Data Intelligence, Business Analytics
I have a few queries on handling multi-collinearity
1) Multi-collinearity should be taken care of before running an OLS model.Does one need to 'necessarily' follow the same w.r.t. logistic regression too (even though it is not an assumption of Log reg)?
Am I right when I say that one takes care of multi-collinearity before building a log-reg model for the purpose of variable reduction?
2) Let's say I have a dependent variable 'y' and 10 independent variables 'x1-x10' and suppose x1,x2,x3 and x4 are multicollinear to each other (found out by using PROC CORR;VIF option in PROC REG using weights as recommended by Paul Allison or PROC FACTOR - the 3 methods which I know of or even PROC VARCLUS?-only heard about it).

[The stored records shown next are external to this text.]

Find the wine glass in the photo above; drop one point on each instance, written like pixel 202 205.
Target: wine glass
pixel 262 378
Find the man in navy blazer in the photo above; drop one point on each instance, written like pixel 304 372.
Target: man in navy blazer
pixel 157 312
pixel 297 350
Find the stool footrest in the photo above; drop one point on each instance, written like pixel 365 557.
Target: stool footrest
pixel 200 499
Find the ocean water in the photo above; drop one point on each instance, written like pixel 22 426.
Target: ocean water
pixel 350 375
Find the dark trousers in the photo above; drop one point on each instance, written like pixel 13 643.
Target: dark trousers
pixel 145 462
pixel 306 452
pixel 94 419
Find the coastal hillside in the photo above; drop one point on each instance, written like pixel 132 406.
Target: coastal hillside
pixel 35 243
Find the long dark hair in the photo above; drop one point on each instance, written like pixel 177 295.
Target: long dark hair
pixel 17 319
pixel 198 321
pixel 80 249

How does one go about retaining or eliminating the variables before building a model?In other words how will I know which of the variables x1,x2,x3,x4 to retain or drop?Is it OK to retain more than one variable out of x1-x4 or is there a hard and fast rule that only one out of x1-x4 must be retained and the rest dropped?

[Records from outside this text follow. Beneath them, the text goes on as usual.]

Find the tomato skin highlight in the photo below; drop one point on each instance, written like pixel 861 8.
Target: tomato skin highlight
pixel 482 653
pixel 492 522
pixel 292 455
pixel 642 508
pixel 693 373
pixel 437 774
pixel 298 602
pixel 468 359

On what basis - the highest factor loading on the plane or is there anything more that needs to be looked at?
Sorry about that. pressed the post button too early. The more experienced approach as opposed to academic approach is as follows:
1)This is only a problem if the actual variable switches in sign in the multivariate routine from what you observe in correlation between the actual indep. variable and the dependant variable.
2)if this variable does switch in sign(very high multicollinearity), drop it and then see what other variable takes its place presuming no switching in sign with the new variable or variables and of course minimal compromise to your model's performance.
Hope this helps
I not 100% sure about logistic regression, but for normal regression you should keep whichever variable has the strongest correlation, because it accounts for the most variance. If you have four all accounting for the same variance, it'll only make prediction harder because you won't know which variable is generating the predictions.
If they all account for a similar amount of variance, then I think you could really pick at random. Its not a hard and fast rule, but it is a good idea to make prediction more reliable and the model more stable.
But a better option might be to use some sort of dimensionality reduction tool like PCA etc to actually optimise the variance accounted for by each feature, especially if each is accounting for a decent amount of unique variance as well.